VA Secretary David J. Shulkin, MD, also has been telling lawmakers that there is a need to dispose of VA facilities that are currently underused. He announced earlier this year that VA had identified 430 individual vacant buildings that it plans to demolish or set for reuse. In addition and the agency’s plan to review another 784 nonvacant but underutilized buildings to determine if additional efficiencies can be identified to be reinvested in veterans’ services.
Shulkin has said VA will work with Congress to develop a modernization plan to allow the agency to use its “buildings in a better way” and to “stop supporting vacant buildings and underutilized buildings.”
Still, VHA Assistant Deputy Under Secretary for Health for Policy and Planning Regan L Crump told lawmakers during the hearing that VA “is not yet clear” on the need for a commission but does seek “legislative flexibility” to support a thorough assessment.
“The draft bill includes many thoughtful features that could serve as useful benchmarks for the market analysis which is what we will use to gather focused, localized and objective data for decision-making,” Crump said, adding that VA would defer to Congress on a potential commission structure and process.
Regarding details of the draft bill, Crump said VA would “be pleased to follow up with the committee to provide more in-depth comments and technical assistance.”
Meanwhile, veterans’ service organizations also weighed in on the issue.
“The American Legion is rarely a fan of congressionally-appointed committees, and this is no different,” American Legion Louis J. Celli Jr., director, Veterans Affairs and Rehabilitation Division for The American Legion. “Fundamentally, we oppose establishing a committee to oversee this process, but if establishing a committee or commission becomes the necessary concession to moving forward, I cannot stress strongly enough that the American Legion will absolutely not support a commission whereby congressionally charted VSOs … are not empowered to have collective veto power over what could turn into a runaway committee.”
Paralyzed Veterans of America Associate Executive Director of Government Relations Carl Blake said that his organization recognizes the need to review facilities as a “necessary evil.”
“We don’t oppose what you are trying to do, [but] we would like to see some refinements to this legislation,” he said.

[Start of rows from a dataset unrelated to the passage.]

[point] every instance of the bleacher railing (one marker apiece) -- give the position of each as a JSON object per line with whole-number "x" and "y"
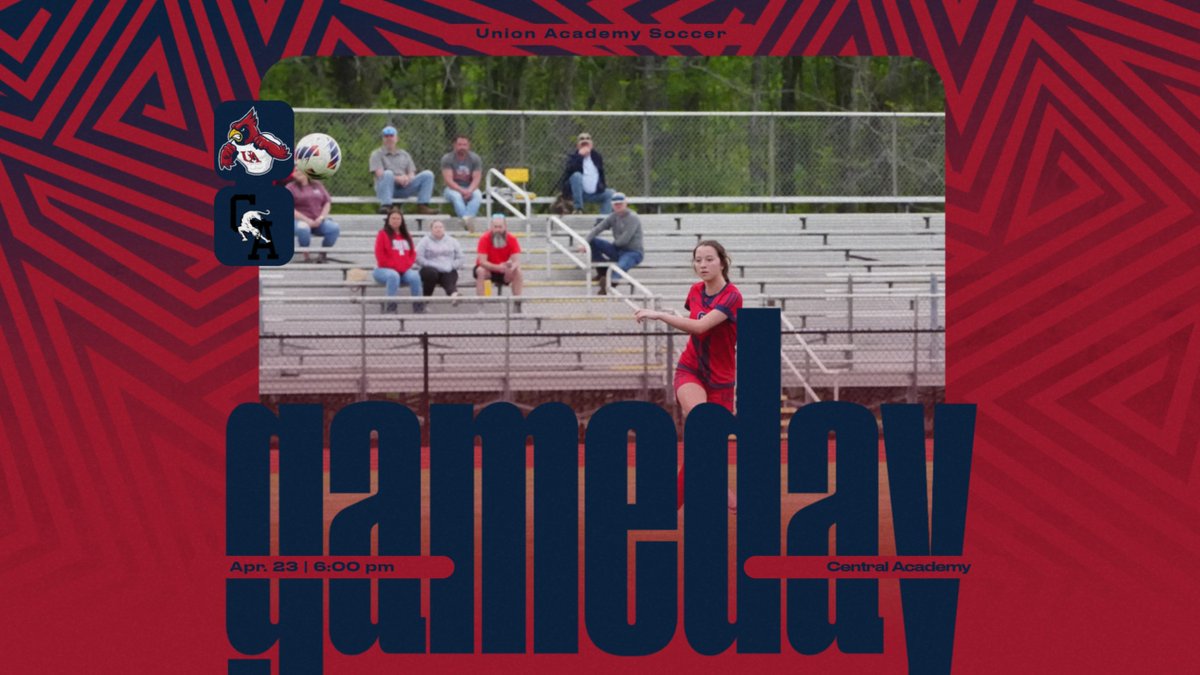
{"x": 762, "y": 156}
{"x": 510, "y": 348}
{"x": 496, "y": 196}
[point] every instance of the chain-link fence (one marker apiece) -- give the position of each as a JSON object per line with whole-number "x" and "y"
{"x": 665, "y": 154}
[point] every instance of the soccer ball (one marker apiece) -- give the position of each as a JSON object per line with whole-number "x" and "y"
{"x": 318, "y": 155}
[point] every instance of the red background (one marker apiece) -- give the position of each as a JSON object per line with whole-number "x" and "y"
{"x": 1072, "y": 236}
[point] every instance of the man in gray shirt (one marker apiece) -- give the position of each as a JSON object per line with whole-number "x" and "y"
{"x": 462, "y": 171}
{"x": 396, "y": 177}
{"x": 625, "y": 248}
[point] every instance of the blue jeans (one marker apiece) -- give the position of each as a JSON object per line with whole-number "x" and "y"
{"x": 463, "y": 209}
{"x": 604, "y": 198}
{"x": 604, "y": 251}
{"x": 420, "y": 186}
{"x": 393, "y": 280}
{"x": 328, "y": 230}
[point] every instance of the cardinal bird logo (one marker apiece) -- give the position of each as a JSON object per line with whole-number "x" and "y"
{"x": 253, "y": 149}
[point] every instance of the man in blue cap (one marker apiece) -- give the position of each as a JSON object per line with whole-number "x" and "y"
{"x": 396, "y": 177}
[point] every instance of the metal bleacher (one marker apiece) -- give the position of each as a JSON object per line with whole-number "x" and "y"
{"x": 867, "y": 290}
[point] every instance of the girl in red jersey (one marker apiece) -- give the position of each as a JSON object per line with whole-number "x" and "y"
{"x": 707, "y": 366}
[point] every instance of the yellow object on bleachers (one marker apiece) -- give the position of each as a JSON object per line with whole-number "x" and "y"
{"x": 521, "y": 177}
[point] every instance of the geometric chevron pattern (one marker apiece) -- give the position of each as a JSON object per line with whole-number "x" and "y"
{"x": 1073, "y": 154}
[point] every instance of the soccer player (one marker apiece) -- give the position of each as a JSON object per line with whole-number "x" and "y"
{"x": 707, "y": 366}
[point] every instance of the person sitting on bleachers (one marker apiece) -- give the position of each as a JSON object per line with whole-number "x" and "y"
{"x": 625, "y": 248}
{"x": 499, "y": 257}
{"x": 462, "y": 171}
{"x": 396, "y": 175}
{"x": 439, "y": 256}
{"x": 312, "y": 204}
{"x": 583, "y": 177}
{"x": 395, "y": 257}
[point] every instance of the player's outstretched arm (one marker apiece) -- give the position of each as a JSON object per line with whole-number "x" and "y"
{"x": 690, "y": 326}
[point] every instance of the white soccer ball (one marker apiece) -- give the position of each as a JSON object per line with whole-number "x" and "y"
{"x": 318, "y": 155}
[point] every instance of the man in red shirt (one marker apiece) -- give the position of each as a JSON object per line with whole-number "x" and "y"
{"x": 499, "y": 257}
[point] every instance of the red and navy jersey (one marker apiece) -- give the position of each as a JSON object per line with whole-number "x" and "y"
{"x": 709, "y": 357}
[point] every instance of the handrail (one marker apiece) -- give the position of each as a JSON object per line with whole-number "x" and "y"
{"x": 804, "y": 344}
{"x": 796, "y": 371}
{"x": 519, "y": 191}
{"x": 551, "y": 223}
{"x": 624, "y": 113}
{"x": 635, "y": 284}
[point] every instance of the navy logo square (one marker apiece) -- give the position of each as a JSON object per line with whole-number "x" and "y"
{"x": 255, "y": 141}
{"x": 255, "y": 227}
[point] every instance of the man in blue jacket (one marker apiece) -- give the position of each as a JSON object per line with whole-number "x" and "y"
{"x": 583, "y": 177}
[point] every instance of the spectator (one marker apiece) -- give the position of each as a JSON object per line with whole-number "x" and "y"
{"x": 583, "y": 177}
{"x": 395, "y": 257}
{"x": 396, "y": 177}
{"x": 625, "y": 248}
{"x": 439, "y": 257}
{"x": 312, "y": 204}
{"x": 462, "y": 169}
{"x": 499, "y": 257}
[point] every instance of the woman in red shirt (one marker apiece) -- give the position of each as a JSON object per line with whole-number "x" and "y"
{"x": 395, "y": 256}
{"x": 708, "y": 364}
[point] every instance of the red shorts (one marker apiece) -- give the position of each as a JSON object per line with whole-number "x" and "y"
{"x": 721, "y": 395}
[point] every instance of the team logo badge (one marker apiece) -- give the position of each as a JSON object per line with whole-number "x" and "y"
{"x": 255, "y": 227}
{"x": 252, "y": 148}
{"x": 253, "y": 141}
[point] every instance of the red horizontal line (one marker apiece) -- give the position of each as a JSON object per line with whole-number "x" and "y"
{"x": 835, "y": 567}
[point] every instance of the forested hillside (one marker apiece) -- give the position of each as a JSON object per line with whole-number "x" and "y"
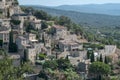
{"x": 109, "y": 8}
{"x": 103, "y": 28}
{"x": 85, "y": 19}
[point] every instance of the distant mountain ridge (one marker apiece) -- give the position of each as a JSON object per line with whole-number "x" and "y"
{"x": 109, "y": 9}
{"x": 84, "y": 19}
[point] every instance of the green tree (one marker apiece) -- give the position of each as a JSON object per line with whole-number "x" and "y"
{"x": 64, "y": 64}
{"x": 44, "y": 25}
{"x": 92, "y": 57}
{"x": 50, "y": 64}
{"x": 12, "y": 46}
{"x": 101, "y": 59}
{"x": 1, "y": 43}
{"x": 99, "y": 69}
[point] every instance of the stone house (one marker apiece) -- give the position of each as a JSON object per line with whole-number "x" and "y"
{"x": 36, "y": 24}
{"x": 66, "y": 45}
{"x": 4, "y": 35}
{"x": 59, "y": 32}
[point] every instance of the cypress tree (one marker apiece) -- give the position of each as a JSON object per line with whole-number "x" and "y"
{"x": 101, "y": 59}
{"x": 92, "y": 57}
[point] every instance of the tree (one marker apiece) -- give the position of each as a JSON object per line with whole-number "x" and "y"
{"x": 42, "y": 15}
{"x": 50, "y": 64}
{"x": 99, "y": 69}
{"x": 12, "y": 46}
{"x": 8, "y": 13}
{"x": 92, "y": 57}
{"x": 63, "y": 64}
{"x": 1, "y": 43}
{"x": 101, "y": 59}
{"x": 44, "y": 25}
{"x": 89, "y": 53}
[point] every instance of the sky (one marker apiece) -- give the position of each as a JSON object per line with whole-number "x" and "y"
{"x": 65, "y": 2}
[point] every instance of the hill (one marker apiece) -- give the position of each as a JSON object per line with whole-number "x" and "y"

Among the changes would be more time allotted for VA’s assessment, Blake said, noting that a year was not enough.
Joy Ilem, deputy national legislative director for Disabled American Veterans (DAV) recommended that rather than a “comprehensive, all-or-nothing, one-time infrastructure review process, VA needs to have the authority and flexibility to make decisions through an iterative process as demand for care and market conditions continue to evolve over time.”
“Specifically, we recommend that facility recommendations by the secretary be done in phases, with the first phase consisting of buildings and properties that are currently unused or significantly underused,” she explained in written testimony.